Carolan Lennon uses annoucement to promise broadband for the masses

Carolan Lennon, Eir’s chief executive  designate  with Taoiseach Leo Varadkar. Photograph: Marc O’Sullivan

Carolan Lennon, Eir’s chief executive designate with Taoiseach Leo Varadkar. Photograph: Marc O’Sullivan

 

The woman who masterminded Eir’s rural broadband strategy and who probably played a major role in its decision to quit the National Broadband Plan last month has just been appointed as the company’s chief executive-designate and now promises to bring broadband “to every household and business across Ireland”.

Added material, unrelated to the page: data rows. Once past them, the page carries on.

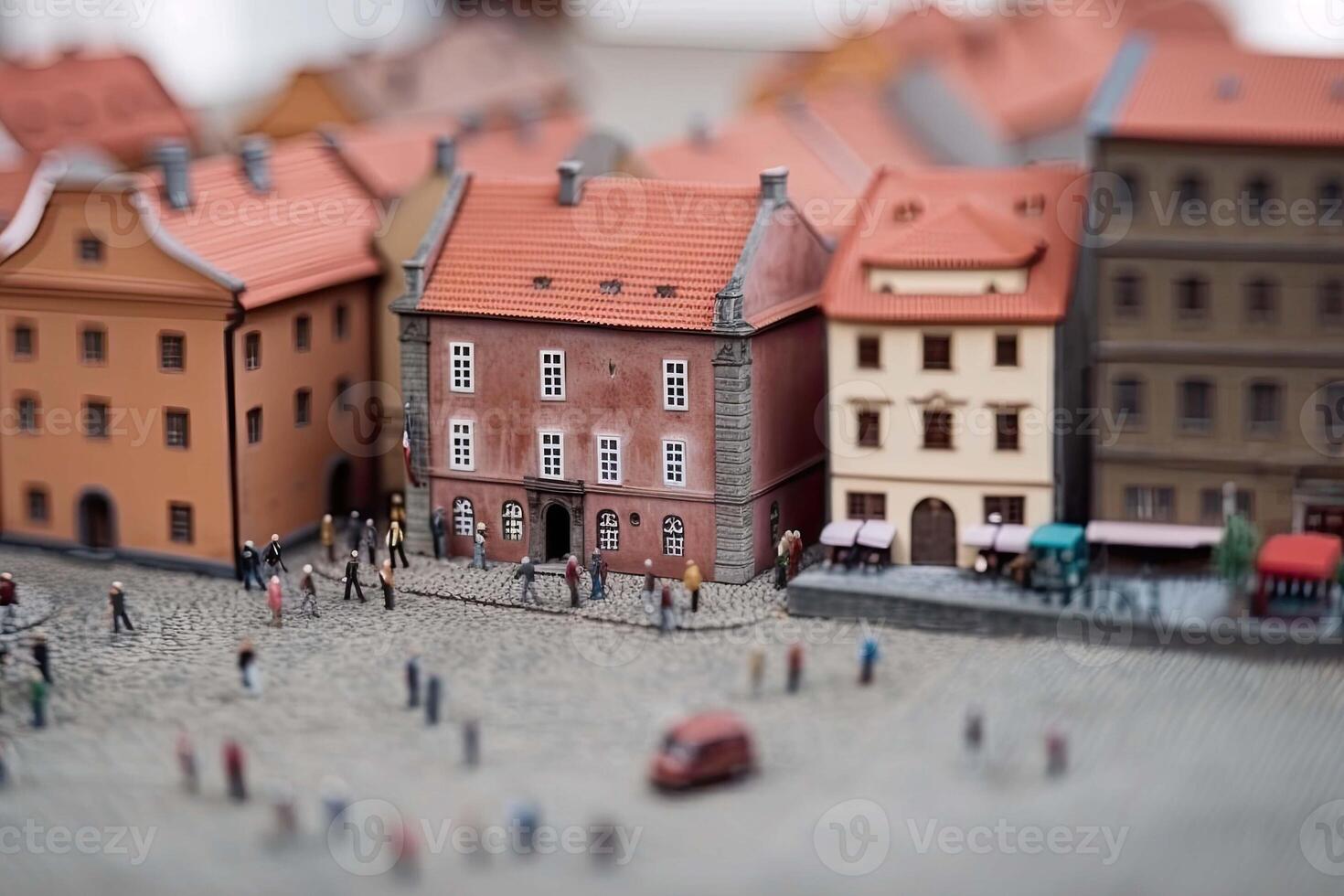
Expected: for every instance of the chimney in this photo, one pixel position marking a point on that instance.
(172, 157)
(256, 155)
(774, 185)
(445, 156)
(571, 188)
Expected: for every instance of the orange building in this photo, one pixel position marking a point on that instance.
(175, 351)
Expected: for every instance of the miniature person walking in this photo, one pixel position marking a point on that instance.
(309, 592)
(691, 581)
(326, 535)
(527, 572)
(117, 601)
(397, 544)
(438, 532)
(571, 579)
(479, 549)
(385, 581)
(272, 558)
(251, 561)
(597, 572)
(276, 601)
(234, 772)
(351, 577)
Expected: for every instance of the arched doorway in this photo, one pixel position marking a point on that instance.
(557, 532)
(97, 528)
(933, 534)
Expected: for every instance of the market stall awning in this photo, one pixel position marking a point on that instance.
(1008, 538)
(877, 535)
(1309, 557)
(1153, 535)
(841, 534)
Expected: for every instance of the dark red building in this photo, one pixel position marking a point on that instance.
(617, 363)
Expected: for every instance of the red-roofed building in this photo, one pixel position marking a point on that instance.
(179, 346)
(620, 364)
(113, 103)
(1220, 286)
(955, 349)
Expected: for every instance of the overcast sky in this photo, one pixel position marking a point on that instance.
(222, 50)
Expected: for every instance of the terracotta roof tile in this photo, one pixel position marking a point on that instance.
(114, 103)
(315, 229)
(965, 219)
(1209, 91)
(594, 269)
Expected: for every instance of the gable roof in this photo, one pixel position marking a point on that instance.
(112, 102)
(515, 251)
(964, 219)
(1207, 91)
(314, 229)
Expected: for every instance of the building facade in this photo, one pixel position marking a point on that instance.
(1220, 288)
(646, 389)
(955, 357)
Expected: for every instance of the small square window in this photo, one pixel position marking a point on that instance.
(176, 429)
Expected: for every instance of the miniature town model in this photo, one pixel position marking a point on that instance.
(472, 458)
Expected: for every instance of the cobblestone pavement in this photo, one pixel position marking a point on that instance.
(1203, 770)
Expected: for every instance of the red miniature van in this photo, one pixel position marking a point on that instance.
(711, 746)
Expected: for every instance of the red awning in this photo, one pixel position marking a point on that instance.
(1309, 557)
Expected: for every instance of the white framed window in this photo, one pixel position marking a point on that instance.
(461, 445)
(609, 460)
(674, 384)
(552, 454)
(552, 375)
(463, 367)
(674, 464)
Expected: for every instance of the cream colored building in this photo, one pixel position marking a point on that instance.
(948, 344)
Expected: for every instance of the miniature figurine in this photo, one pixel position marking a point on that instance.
(397, 513)
(234, 772)
(527, 572)
(40, 657)
(117, 601)
(272, 558)
(395, 544)
(385, 581)
(471, 741)
(691, 581)
(413, 681)
(597, 572)
(251, 563)
(276, 601)
(326, 535)
(309, 592)
(37, 700)
(371, 543)
(187, 761)
(571, 579)
(433, 693)
(438, 532)
(351, 577)
(867, 657)
(479, 551)
(795, 667)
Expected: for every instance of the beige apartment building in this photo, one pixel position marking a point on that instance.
(1220, 288)
(951, 351)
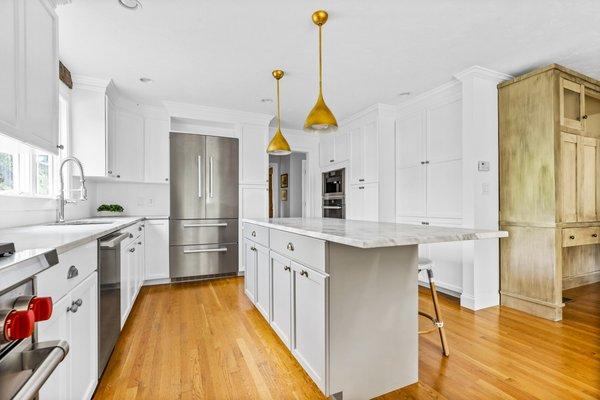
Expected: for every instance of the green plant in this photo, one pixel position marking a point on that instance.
(111, 207)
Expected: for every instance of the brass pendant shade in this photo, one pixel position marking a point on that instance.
(278, 146)
(320, 119)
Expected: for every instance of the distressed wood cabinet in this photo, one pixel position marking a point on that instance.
(549, 133)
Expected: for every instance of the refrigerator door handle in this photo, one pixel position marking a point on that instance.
(200, 176)
(215, 225)
(210, 177)
(219, 250)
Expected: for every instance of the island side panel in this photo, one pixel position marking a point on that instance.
(373, 319)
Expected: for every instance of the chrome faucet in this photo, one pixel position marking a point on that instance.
(61, 196)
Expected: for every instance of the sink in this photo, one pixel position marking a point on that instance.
(85, 222)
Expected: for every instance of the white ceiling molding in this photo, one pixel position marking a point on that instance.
(215, 114)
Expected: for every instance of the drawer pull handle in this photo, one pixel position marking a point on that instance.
(73, 272)
(214, 225)
(220, 250)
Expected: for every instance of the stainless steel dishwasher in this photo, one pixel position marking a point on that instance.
(109, 296)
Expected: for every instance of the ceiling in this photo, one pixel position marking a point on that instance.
(220, 53)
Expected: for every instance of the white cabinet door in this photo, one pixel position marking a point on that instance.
(326, 150)
(10, 34)
(129, 147)
(263, 281)
(250, 273)
(281, 297)
(308, 342)
(41, 75)
(156, 151)
(156, 249)
(340, 147)
(356, 136)
(83, 343)
(370, 152)
(370, 198)
(57, 328)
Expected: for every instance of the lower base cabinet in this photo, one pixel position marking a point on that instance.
(74, 319)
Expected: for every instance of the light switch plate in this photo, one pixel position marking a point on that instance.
(483, 165)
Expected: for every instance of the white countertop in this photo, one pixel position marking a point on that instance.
(366, 234)
(62, 237)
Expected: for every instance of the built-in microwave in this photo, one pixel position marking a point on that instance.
(333, 183)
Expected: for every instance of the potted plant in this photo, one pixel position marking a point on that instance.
(110, 210)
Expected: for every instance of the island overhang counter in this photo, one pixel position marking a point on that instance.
(342, 296)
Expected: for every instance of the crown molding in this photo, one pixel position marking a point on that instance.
(215, 114)
(377, 110)
(477, 71)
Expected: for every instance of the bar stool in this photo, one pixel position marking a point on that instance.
(426, 264)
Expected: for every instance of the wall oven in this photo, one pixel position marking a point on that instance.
(333, 183)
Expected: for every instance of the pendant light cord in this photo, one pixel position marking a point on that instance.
(278, 108)
(320, 62)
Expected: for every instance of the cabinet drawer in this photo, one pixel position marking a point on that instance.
(55, 281)
(203, 231)
(303, 249)
(580, 236)
(207, 259)
(256, 233)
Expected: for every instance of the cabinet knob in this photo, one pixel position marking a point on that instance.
(73, 272)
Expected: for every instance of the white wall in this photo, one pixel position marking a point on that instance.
(144, 199)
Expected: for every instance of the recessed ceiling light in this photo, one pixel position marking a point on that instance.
(131, 4)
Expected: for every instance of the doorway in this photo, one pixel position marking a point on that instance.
(288, 182)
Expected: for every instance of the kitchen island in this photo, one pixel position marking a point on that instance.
(342, 296)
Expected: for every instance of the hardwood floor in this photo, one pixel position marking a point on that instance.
(206, 341)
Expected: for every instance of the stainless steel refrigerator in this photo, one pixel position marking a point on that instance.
(204, 206)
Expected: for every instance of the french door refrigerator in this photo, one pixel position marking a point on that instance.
(203, 227)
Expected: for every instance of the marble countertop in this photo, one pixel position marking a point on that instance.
(366, 234)
(62, 237)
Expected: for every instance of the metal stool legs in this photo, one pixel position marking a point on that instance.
(437, 320)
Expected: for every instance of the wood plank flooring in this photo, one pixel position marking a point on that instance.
(206, 341)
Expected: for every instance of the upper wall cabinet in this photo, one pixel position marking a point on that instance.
(29, 65)
(333, 149)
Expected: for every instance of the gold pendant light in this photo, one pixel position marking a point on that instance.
(320, 119)
(278, 145)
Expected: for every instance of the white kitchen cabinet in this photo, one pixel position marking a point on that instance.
(309, 311)
(83, 343)
(129, 147)
(29, 65)
(74, 319)
(250, 270)
(362, 203)
(263, 281)
(333, 149)
(156, 150)
(364, 157)
(57, 328)
(156, 249)
(281, 297)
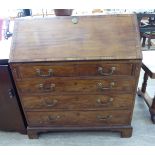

Presumably when Carolan Lennon says “every household and business” she is forgetting about the 542,000 homes and businesses lassoed into the Government’s intervention plan, which Eir has abandoned to a very uncertain tender process, involving just one bidder with an as yet untested infrastructure and a Government backed into a corner politically and financially over its broadband policy.

As managing director of Open Eir, the telco’s infrastructural arm, Lennon has been leading the rollout of Eir’s fibre broadband to 300,000 rural homes, once included in the National Broadband Plan (NBP) but now, with the agreement of Government, included in Eir’s commercial plans.

It was this decision to nab the low-hanging fruit of the project, a perfectly legitimate policy, that many view as a masterstroke by Eir, allowing it to exit an increasingly convoluted process while still extracting a rent from the outcome.

By connecting the 300,000, the company essentially ‘donuted’ the remaining 542,000 homes with its own technology, which will now have to be traversed by the State-subsidised scheme, delivering a tidy rent – said to be in region of €20 million-plus a year – without the hassle of running cable across the country’s mind-numbingly complex rural sprawl.

Was this Lennon’s plan all along? Was her reward the chief executive’s role?

Either way, she can now refocus the former semi-state on its rollout of broadband in towns and cities – a simpler, more profitable endeavour – and one the company needs to implement if it is to halt the ongoing loss of market share to rivals such as Virgin and Sky.